Que la France retire ses troupes de la Centrafrique alors qu'elle doit résoudre sur son propre territoire des problèmes de sécurité dont l'attentat perpétré à Nice le 14 juillet donne la juste mesure n'a rien de surprenant, ni de choquant. Depuis des mois, en effet, les responsables de son armée, de sa police, de sa gendarmerie tirent la sonnette d'alarme sur l'ampleur du défi auquel elles se trouvent confrontées et la faiblesse des moyens dont elles disposent pour le relever. Dans un tel contexte le retrait de la force Sangaris ne saurait être reproché aux dirigeants français.
Là où le bât blesse, en revanche, c'est en raison de l'incapacité, au moins apparente, de ces mêmes dirigeants de préparer correctement la relève de leurs troupes. Feignant de croire que l'Organisation des Nations unies pourra se substituer à Sangaris alors qu'en d'autres lieux du continent africain le "Machin" - dont l'incapacité était dénoncée déjà par le Général de Gaulle - a démontré sa faiblesse de façon accablante ils s'en remettent à lui sans le moindre complexe. Cela alors même que les experts prédisent, sur la base d'arguments fondés, que le conflit qui déchire la Centrafrique rebondira presque à coup sûr sitôt la page de Sangaris tournée.
Si la France était sage, ou plutôt prévoyante, elle ferait en sorte que le retrait de ses troupes soit progressif et que leur relève soit assurée sur le terrain par des unités africaines. Avec ses partenaires européens elle aiderait par conséquent les gouvernements de l'Afrique centrale à mettre sur pied une force d'intervention bien équipée, bien commandée et donc capable de maintenir la paix en neutralisant les milices qui n'attendent que le retrait français pour s'affronter à nouveau les armes à la main et provoquer l'implosion du pays. Elle veillerait aussi à ce que soient mises hors d’état de nuire les forces obscures qui entretiennent en sous-main le conflit pour piller les matières premières du pays et dont les commanditaires se trouvent en Europe.

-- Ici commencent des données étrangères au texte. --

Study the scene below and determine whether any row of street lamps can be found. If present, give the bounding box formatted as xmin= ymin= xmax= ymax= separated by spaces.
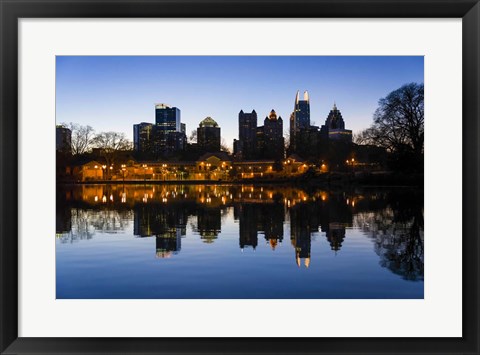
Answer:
xmin=95 ymin=158 xmax=357 ymax=182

Il se peut que dans les bureaux et les couloirs du Palais de l'Elysée, à Paris, ces réalités ne soient pas perçues dans le moment présent. Mais si le président François Hollande veut s'informer à bonne source sur ce qui se passera inévitablement au lendemain du retrait des troupes françaises qu'il écoute donc ce que son ministre de la Défense, son nouveau chef d'état-major particulier et les plus hauts responsables de ses forces armées peuvent lui dire à ce sujet. Alors, sans doute, il prendra la mesure des dangers que court le Bassin du Congo tout entier et des retombées néfastes que la reprise des combats en Centrafrique aura inévitablement pour la France elle-même.
Que ses plus hautes autorités en soient conscientes ou pas la position internationale de la France repose pour une large part sur les relations privilégiées qu'elle a su maintenir en Afrique au lendemain des indépendances. Si ces liens se distendent avec la dizaine de pays francophones qui composent l'Afrique centrale et la région des Grands lacs, elle verra son influence au plan mondial se réduire comme peau de chagrin. Or la crise qui ronge la Centrafrique peut, si elle s'aggrave, devenir le déclencheur de ce "tsunami" diplomatique.
Soit dit en passant, et ce sera le mot - provisoire - de la fin dans le même temps où elle devrait réfléchir à tout ce qui précède la France ferait bien de profiter de la réforme en cours de ses médias publics pour convaincre ceux-ci de s'attacher à présenter de l'Afrique l'image vraie d'un continent en pleine émergence et non d'un monde voué à la misère, à la désespérance, à l'ignorance. Alors elle parviendrait enfin à convaincre ses partenaires qu’en dépit de ses difficultés présentes elle reste un allié sûr, fidèle, bien informé et donc fiable.